Last week I tweeted about winning a Samsung digital camera. I entered into a contest to win a dual LCD Samsung ST550 by tweeting a reply to @tapandtake, a Twitter account started to market the camera and generate buzz by giving 25 free cameras away. I did some digging on the campaign and looking it over and couldn’t find how they chose the winners, but it seems random.
The campaign appears to have started on July 31, 2009 (at least that is when the Facebook Fan Page was launched). Since that time the Facebook Fan page has 2,100 fans and a Twitter account with 2,100 followers. This is a great example of how previewing something before it hits the stores, or the stands could help generate buzz and excitement about a product. To me, that’s pretty impressive. Sure, the marketing campaign is giving away free cameras and so it will attract a lot of followers and fans just based on that, but the fan page is very active. The page is updated regularly and gets lots of comments and reactions from its fans. The Twitter account is the same, getting a lot of retweets and replies as well.
The news could learn a thing or two from this. At my college paper, we would post previews of stories to the Web before posting the full thing. What’s interesting is that according to the analytics, the stories with preview posts would generate more views than those without.

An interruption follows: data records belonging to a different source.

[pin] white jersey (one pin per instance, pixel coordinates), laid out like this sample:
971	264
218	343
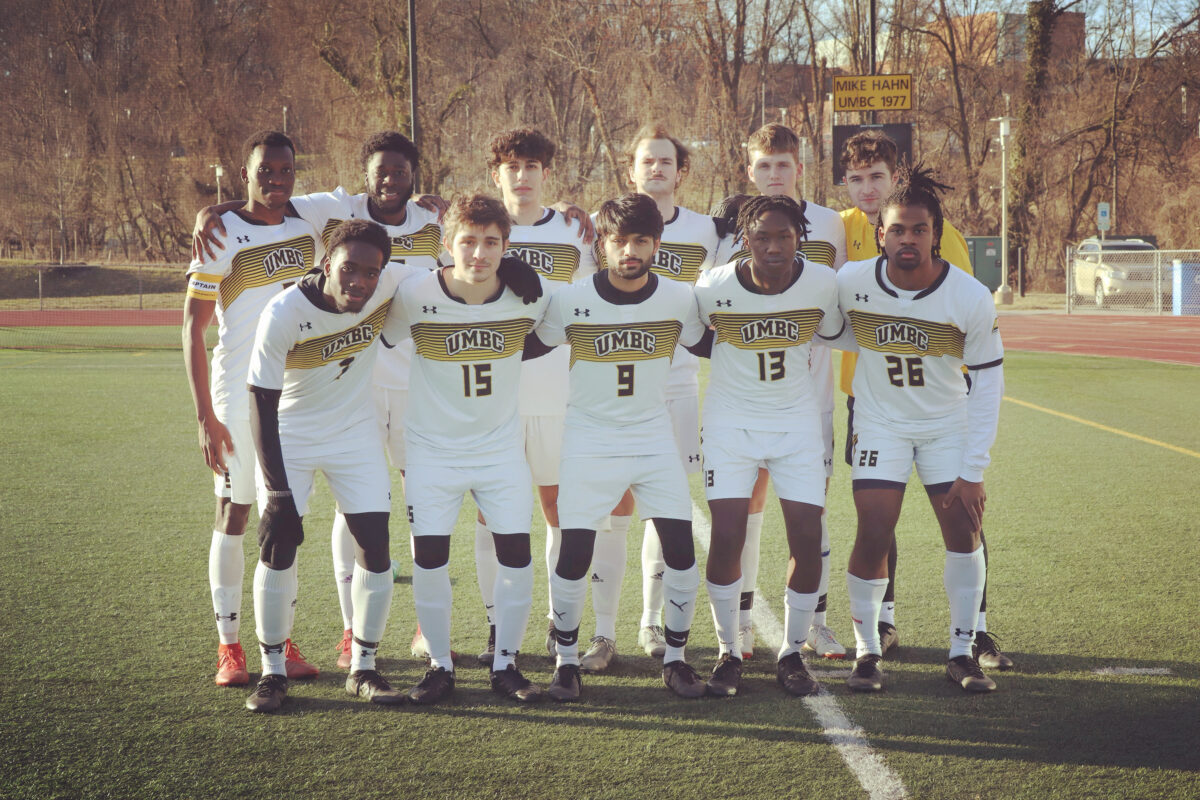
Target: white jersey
414	242
760	378
621	347
551	246
912	346
462	398
258	260
322	361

It’s simple: with the fast-paced Web the stories were able to get more exposure on the site. But perhaps even more importantly, the same thing could be done with news organizations’ social media accounts. These should be used to interact with the audience, including making them feel valuable by offering them inside sneak peeks perhaps or simply the heads up that a specific story is coming out soon to build interest. This could result in a better return on pageviews. What other ideas could we take from such campaigns? Giving people an incentive to engage certainly helps.